More fun than Stravinsky Nude

I was reading an article sent on by my friend Michael Baker about a new performance of Stravinsky's Symphony in C. Michael was a student with me at SMU where we both did our Masters degrees. This sent me down a short memory lane to an iconography project that I did for Dr. Carol Reynolds. (She is now a freelance musicologist which is sort of like the freelance logician character in Ionesco's Rhinoceros, except I think it pays more. You should check out her site here.) So, I was rooting around in the bowels of the library and discovered Robert Crafts
book with images of Stravinsky. Stravinsky always kept himself in good physical condition by doing gymnastics. Presumably, he didn't have Schoenberg's advantage of being invited over to the Gershwin's house for tennis and was left to his own exercising devices. In any case, Stravinsky was impressed enough to preserve some photos of himself of which he was apparently very proud.

Exhibit A















At first, of course, I thought that what made this picture special was the insouciant way his hands are resting on his hips. It didn't take me long to realize that the real artistic touch in this one is the goat grazing in the background. At least I think it's a goat. Professor Carol could probably tell us more about that.

Exhibit B



















In case the full monty wasn't enough, here is the side view. I don't know of any men that sit with their legs like that when they are in the buff, so I'm not exactly sure what he is doing. Clearly, he seems embarrassed because his head is turned away. I've always liked the contrast of these two images. Exhibit A shows no sense of embarrassment at all.
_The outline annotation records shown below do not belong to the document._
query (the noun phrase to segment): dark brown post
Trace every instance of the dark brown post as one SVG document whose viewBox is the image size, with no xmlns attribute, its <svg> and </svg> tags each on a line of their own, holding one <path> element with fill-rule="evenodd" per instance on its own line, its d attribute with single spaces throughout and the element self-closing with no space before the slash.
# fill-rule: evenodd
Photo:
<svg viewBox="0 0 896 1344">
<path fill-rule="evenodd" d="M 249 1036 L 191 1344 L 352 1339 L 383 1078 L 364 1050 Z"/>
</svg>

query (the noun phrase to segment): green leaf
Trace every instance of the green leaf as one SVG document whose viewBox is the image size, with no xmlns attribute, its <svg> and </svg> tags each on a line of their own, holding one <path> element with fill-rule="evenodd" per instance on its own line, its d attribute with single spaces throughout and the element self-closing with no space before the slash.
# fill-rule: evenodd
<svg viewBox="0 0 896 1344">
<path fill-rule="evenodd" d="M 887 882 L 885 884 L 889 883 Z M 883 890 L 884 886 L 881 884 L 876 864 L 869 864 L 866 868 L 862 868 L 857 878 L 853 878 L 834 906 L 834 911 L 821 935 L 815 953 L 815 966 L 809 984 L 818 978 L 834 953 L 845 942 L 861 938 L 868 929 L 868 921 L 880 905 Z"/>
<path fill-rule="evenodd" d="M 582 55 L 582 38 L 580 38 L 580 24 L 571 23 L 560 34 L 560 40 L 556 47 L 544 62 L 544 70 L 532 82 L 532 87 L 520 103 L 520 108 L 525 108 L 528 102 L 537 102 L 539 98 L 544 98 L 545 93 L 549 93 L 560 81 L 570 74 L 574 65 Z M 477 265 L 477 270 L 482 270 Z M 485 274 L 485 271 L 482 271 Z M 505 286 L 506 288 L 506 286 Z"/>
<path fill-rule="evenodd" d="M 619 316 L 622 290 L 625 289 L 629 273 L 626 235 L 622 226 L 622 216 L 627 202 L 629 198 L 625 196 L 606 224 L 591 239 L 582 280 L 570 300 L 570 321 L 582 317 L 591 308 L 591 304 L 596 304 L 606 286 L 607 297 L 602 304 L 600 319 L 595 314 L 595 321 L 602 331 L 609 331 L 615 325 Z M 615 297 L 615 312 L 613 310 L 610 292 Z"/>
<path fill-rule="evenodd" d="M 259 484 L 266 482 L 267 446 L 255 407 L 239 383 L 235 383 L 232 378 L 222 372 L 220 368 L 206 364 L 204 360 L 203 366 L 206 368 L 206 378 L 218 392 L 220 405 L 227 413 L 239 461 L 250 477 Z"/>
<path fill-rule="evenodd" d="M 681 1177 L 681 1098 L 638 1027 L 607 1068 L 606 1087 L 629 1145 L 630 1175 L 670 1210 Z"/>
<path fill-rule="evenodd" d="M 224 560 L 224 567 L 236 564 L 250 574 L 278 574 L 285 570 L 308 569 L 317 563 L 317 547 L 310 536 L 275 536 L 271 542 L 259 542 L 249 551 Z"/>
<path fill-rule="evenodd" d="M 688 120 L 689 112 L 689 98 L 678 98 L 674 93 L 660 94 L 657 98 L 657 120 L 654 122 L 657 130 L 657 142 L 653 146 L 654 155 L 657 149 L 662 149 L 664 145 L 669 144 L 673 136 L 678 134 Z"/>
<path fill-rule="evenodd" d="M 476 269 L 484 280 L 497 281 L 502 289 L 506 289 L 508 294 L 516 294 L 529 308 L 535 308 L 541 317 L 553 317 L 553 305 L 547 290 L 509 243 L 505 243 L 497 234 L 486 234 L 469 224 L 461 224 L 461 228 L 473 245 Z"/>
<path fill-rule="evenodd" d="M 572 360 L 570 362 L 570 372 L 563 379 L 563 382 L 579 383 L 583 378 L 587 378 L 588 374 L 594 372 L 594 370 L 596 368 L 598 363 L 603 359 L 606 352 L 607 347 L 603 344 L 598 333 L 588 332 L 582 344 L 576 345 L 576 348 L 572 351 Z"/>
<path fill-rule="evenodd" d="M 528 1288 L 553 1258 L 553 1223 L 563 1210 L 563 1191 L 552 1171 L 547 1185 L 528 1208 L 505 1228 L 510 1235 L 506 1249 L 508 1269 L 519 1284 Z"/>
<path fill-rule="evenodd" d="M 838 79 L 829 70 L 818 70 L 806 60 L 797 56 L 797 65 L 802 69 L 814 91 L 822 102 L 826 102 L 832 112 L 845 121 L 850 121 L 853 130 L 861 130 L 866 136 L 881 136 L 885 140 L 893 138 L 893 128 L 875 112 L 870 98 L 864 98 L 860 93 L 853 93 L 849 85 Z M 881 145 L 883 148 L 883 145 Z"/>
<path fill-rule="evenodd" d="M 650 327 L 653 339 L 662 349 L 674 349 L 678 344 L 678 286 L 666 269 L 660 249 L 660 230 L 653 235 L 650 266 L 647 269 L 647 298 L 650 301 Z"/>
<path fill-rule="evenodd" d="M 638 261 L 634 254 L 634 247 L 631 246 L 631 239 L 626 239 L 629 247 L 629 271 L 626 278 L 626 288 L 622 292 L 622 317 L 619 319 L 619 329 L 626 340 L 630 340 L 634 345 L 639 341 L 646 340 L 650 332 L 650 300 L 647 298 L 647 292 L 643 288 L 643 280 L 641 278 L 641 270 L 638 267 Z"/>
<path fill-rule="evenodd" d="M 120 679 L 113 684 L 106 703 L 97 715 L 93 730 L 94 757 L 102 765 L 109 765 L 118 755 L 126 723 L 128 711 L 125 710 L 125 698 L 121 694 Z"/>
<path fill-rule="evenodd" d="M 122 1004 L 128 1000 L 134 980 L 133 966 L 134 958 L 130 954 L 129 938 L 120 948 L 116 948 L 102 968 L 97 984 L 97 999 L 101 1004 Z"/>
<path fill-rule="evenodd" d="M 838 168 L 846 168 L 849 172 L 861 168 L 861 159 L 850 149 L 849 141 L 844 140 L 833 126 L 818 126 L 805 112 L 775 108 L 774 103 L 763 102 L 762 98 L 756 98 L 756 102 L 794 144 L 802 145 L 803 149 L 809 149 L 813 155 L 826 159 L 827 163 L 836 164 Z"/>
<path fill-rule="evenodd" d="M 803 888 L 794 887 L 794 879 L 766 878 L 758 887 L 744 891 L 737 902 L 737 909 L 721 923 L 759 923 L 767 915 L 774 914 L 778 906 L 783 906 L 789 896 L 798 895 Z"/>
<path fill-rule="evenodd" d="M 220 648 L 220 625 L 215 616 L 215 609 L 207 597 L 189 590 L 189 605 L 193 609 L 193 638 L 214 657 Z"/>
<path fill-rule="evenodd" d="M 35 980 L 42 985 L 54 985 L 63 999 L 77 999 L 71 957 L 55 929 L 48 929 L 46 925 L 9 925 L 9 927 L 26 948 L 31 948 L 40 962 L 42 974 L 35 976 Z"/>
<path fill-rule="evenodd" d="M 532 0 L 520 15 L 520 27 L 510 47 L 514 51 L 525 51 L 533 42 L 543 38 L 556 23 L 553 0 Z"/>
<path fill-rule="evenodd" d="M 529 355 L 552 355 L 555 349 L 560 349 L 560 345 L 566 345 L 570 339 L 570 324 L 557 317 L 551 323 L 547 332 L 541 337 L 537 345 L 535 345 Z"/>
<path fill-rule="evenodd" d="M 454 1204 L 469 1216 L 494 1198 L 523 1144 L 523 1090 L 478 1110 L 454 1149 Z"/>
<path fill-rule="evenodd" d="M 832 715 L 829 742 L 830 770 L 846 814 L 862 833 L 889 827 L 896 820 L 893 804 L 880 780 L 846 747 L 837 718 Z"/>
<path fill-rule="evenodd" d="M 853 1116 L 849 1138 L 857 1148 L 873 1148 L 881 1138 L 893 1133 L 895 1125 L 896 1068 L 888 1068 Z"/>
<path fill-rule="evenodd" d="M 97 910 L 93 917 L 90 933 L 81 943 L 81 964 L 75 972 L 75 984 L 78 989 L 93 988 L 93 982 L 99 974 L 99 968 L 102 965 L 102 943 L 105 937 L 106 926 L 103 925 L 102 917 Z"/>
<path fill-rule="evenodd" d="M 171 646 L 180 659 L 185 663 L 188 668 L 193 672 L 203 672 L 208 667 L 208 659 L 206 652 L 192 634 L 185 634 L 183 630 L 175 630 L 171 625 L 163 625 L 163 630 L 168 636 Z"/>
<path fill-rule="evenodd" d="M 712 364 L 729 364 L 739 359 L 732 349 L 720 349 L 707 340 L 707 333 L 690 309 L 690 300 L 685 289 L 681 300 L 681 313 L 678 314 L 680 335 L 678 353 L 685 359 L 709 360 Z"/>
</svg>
Since my discover of these two, I have also been exposed to this more well known gem.















This one was not taken, as you might presume, when he got arrested with Pablo Picasso for public urination in Paris. As the picture indicates, this was the Boston Police arrest which was made for his harmonization of the national anthem. Apparently some folk din like his harmonicazations and thought he was makin' fun o' us, so he got to spend the night in the pokey. I always try to scare my harmony students with real world consequences of the part writing rules, but it never works. They always break the rules and wind up in theory jail too.